KPN has transformed its procurement strategy and renewed the organisation’s goals based on a future where algorithms have replaced human processes.
KPN, a Dutch telecommunications and IT provider, has focused on the optimisation of human-to human-interaction and relationships through upskilling the workforce, building alliances and mergers and acquisitions, and exploring innovative problem-solving strategies such as crowdsourcing.
Michelle Baker, chief procurement officer at KPN, told SM: “We believe that somewhere between 50-70% of the source-to-contract process chain, as it exists today, and possibly higher in the purchase-to-pay process chain, is likely to be high potential candidates for robotics process automation.
“The use of artificial intelligence is in scraping vast amounts of data for supplier intelligence, performance, market trends, market statistics, supply risks, supplier results, news, rumours, and supply mergers and acquisitions.”
She said that the procurement strategy is underpinned by the belief that either the procurement organisation reinvents itself, or the procurement industry will be outsourced to machinery. The transformation process began in 2018 and is expected to be completed in 2020.
KPN have been building alliances with institutions and corporations to develop an “alliance-type structure” based on a model whereby “human-to-human interface will increase rather than decrease”.
This has involved an in-depth, purpose-led learning and development plan for all employees, with “70% on-the-job learning, 20% coaching and mentoring, and 10% classroom learning,” according to KPN. Also, the entire organisation has undergone training in understanding data models as it is believed to be a “fundamental skill for the future”.
“We believe in expanding the scope to the other types of relationships that can deliver an organisation strategy. Alliances will become much more of a future for successful organisations and, therefore, the skills required are human-based and centred around an efficient model by which you collaborate and get a one-plus-one-equals-three outcome,” Baker said.
“We believe we can become involved in the scouting for merger and acquisition targets much more,” she added.
KPN has also invested in different programmes which explore innovative solutions tackling organisational and procurement challenges.

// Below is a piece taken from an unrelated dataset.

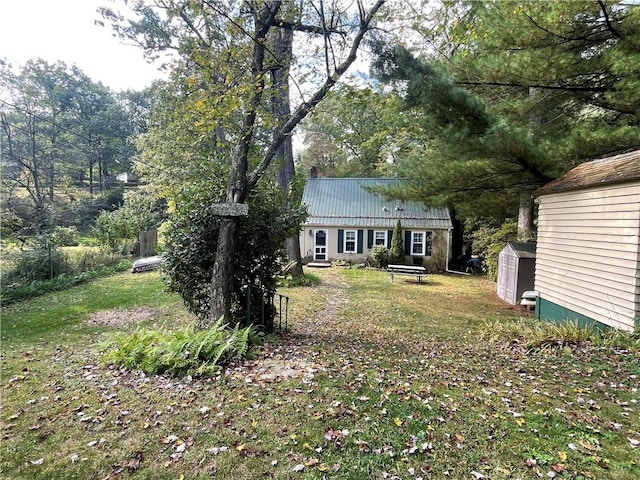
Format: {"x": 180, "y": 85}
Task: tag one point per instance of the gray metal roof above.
{"x": 522, "y": 250}
{"x": 347, "y": 202}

“Increasingly, we want to challenge how we can create revenue for the organisation and bring specific elements of innovation, cost avoidance, and value-creation in from our supply base through structured intervention and more sophisticated collaboration techniques,” said Baker.
A successful pilot programme on crowdsourcing ideas was run last year with the aim to reduce cost. The programme asked all levels of employees to contribute ideas to cut costs based on the theory that decision-makers within procurement are not the only people with the knowledge to identify cost-cutting strategies. This will be refined and continued as a similar programme this year, according to KPN.
“We believe that our call-centre operatives, our engineers that go out and deal with our end users etc have a visibility of where we’re wasting money or not cost optimising, so we’re busy running gamification as an automated means for generating vast volumes of ideas,” said Baker.